Presidente do TCU, ministro Aroldo Cedraz. Opções estudadas para o adiamento seriam um pedido de vista ou a não inclusão da matéria na pauta - Agência O Globo / Ailton de Freitas
POR JÚNIA GAMA - O GLOBO
O governo está atuando para adiar para o final deste ano a votação das contas presidenciais no Tribunal de Contas da União (TCU). A intenção é ganhar tempo para tentar atravessar o momento de crise aguda e somente obter uma decisão do tribunal em um contexto menos desfavorável para o Palácio do Planalto.
Ao menos um ministro do TCU teria se mostrado favorável à ideia. As opções estudadas para o adiamento seriam um pedido de vista, que qualquer integrante da corte pode fazer, ou até mesmo a não inclusão dessa matéria na pauta por enquanto.
Cabe ao presidente do tribunal estabelecer a ordem de votação das matérias. Atualmente, é o ministro Aroldo Cedraz que preside o TCU. O filho de Aroldo, o advogado Tiago Cedraz, é um dos investigados na Operação Lava-Jato.
A expectativa no governo é que, com o passar dos meses, a economia comece a dar sinais de melhora e a crise política passe a arrefecer. Dilma desencadeou nos últimos dias uma investida de conversas com representantes de partidos aliados e de outros poderes para tentar contornar o cenário de derrotas sucessivas no Congresso.

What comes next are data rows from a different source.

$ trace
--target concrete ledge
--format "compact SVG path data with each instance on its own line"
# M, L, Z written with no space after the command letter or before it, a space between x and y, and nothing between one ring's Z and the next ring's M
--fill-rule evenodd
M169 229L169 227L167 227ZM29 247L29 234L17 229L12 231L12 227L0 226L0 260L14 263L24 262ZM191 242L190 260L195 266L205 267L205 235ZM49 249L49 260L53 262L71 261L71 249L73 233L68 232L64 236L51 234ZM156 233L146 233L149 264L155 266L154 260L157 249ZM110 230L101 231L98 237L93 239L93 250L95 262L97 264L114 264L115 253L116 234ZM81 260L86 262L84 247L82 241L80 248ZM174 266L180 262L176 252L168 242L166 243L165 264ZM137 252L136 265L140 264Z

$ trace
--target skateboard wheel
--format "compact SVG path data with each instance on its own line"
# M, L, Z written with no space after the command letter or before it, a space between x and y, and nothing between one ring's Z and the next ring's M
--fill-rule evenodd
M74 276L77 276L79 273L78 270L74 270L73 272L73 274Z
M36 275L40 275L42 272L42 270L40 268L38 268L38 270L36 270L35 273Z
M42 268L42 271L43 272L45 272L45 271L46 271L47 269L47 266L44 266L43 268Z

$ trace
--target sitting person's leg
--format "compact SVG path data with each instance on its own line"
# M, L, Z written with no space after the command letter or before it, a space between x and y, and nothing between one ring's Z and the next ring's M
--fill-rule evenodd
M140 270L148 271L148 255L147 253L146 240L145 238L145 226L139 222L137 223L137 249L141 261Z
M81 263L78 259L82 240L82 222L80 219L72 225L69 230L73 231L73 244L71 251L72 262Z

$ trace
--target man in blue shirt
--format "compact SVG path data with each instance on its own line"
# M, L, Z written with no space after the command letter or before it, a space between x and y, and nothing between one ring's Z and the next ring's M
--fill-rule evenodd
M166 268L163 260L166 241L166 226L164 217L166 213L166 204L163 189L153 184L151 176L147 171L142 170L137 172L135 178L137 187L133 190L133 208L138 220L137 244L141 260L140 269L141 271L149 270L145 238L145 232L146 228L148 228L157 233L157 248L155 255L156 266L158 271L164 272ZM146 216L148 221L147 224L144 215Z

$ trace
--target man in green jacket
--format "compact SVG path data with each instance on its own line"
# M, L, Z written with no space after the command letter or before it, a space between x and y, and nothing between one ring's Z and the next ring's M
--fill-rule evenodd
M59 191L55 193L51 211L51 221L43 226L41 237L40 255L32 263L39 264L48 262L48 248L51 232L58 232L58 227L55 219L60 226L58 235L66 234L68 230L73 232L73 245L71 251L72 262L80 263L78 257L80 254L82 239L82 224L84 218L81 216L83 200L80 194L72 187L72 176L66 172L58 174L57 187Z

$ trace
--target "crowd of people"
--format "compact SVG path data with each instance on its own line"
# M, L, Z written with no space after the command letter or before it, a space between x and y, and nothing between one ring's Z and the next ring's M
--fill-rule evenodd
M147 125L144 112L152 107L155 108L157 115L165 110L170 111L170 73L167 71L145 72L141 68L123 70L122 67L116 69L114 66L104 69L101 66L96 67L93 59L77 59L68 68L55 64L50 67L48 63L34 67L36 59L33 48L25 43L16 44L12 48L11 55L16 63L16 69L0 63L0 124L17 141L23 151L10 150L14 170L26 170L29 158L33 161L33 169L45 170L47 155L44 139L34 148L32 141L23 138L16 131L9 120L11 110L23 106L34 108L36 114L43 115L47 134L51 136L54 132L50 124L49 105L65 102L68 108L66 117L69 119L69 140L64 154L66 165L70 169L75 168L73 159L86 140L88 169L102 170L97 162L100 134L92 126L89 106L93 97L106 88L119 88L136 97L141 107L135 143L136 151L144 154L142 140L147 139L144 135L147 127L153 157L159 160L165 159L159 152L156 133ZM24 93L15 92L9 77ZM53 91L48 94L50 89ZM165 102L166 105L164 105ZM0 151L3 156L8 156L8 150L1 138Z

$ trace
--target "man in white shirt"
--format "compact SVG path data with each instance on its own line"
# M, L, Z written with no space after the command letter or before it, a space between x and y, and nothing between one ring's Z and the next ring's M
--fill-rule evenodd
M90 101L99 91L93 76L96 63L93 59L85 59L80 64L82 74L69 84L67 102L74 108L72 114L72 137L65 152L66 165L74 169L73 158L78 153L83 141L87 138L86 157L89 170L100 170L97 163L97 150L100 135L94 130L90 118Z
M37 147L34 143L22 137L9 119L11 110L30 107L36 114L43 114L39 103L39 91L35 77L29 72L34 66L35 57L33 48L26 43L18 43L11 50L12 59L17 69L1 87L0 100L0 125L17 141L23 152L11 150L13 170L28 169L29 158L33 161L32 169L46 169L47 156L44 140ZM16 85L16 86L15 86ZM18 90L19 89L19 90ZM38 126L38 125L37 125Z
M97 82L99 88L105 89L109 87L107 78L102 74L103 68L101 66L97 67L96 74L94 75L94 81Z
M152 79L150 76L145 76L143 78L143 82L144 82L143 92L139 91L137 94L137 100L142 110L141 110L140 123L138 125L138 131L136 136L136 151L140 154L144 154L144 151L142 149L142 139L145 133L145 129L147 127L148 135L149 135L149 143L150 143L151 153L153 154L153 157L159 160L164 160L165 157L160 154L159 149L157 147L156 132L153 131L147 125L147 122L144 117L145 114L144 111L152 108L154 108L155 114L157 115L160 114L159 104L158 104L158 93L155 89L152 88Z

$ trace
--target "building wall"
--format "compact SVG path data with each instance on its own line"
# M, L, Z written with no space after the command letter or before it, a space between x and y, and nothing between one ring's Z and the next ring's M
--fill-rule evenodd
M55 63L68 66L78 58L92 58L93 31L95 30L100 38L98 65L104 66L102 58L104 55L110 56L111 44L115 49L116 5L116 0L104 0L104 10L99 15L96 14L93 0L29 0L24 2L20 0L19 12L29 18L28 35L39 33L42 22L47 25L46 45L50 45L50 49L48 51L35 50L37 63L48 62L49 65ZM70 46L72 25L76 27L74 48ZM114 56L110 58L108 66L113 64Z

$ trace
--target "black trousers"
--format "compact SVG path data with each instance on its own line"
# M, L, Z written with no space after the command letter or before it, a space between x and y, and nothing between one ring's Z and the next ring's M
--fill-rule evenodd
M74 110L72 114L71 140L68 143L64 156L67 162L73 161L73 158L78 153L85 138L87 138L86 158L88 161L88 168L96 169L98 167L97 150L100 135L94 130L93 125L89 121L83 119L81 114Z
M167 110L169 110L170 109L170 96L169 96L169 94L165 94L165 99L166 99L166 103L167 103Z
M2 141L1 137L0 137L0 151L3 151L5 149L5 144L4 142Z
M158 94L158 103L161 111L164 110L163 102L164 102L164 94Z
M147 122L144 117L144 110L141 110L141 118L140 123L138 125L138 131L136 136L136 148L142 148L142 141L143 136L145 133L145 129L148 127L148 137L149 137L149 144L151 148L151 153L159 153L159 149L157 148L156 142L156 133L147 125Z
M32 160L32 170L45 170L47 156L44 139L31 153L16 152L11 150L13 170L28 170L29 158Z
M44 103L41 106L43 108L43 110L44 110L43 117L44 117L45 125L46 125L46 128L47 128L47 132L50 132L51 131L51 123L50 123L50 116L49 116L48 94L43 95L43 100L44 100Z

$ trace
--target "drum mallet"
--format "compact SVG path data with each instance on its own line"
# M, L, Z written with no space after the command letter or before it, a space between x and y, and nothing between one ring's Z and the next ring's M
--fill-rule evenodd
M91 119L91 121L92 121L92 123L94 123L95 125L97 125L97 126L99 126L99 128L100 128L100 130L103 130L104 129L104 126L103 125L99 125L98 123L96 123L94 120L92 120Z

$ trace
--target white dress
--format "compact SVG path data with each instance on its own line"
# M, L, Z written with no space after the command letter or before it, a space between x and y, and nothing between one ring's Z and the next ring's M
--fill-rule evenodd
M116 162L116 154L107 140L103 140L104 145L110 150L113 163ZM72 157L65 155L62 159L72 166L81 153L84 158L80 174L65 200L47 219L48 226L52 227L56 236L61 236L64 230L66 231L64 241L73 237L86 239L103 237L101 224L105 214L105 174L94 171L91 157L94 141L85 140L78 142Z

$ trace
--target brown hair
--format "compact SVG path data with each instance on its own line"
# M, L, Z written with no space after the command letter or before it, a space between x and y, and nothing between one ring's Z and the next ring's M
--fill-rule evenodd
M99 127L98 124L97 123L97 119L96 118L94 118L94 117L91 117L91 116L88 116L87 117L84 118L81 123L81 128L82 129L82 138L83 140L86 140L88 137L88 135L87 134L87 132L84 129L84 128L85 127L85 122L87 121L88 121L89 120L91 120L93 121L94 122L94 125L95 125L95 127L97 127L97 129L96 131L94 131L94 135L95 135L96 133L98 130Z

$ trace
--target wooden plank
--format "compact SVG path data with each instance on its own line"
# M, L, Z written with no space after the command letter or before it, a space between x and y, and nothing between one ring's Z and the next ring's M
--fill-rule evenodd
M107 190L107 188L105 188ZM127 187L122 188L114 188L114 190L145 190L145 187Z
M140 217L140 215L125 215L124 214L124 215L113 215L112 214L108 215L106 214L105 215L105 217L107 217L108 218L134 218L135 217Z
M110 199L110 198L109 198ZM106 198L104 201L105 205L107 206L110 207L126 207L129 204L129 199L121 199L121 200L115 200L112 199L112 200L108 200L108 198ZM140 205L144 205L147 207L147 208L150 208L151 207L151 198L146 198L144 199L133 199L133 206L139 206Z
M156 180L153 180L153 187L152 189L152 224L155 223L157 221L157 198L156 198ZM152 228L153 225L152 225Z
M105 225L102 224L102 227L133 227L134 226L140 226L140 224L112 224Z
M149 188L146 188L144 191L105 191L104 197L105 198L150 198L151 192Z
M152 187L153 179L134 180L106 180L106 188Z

Após meses de artilharia contra o governo, que começou quando se tornou público que estava entre os investigados na Lava-Jato, o presidente do Senado, Renan Calheiros (PMDB-AL), passou agora a dar sinais de que pretende atuar como fiel da balança na governabilidade. A despeito da pressa do presidente da Câmara, Eduardo Cunha (PMDB-RJ) — também alvo da operação — em votar as contas de Dilma, Renan tem dito que o trâmite para a apreciação será mais demorado.
A rejeição das contas do governo pelo TCU, se confirmada pelo Congresso, pode dar início a um processo por crime de responsabilidade contra a presidente.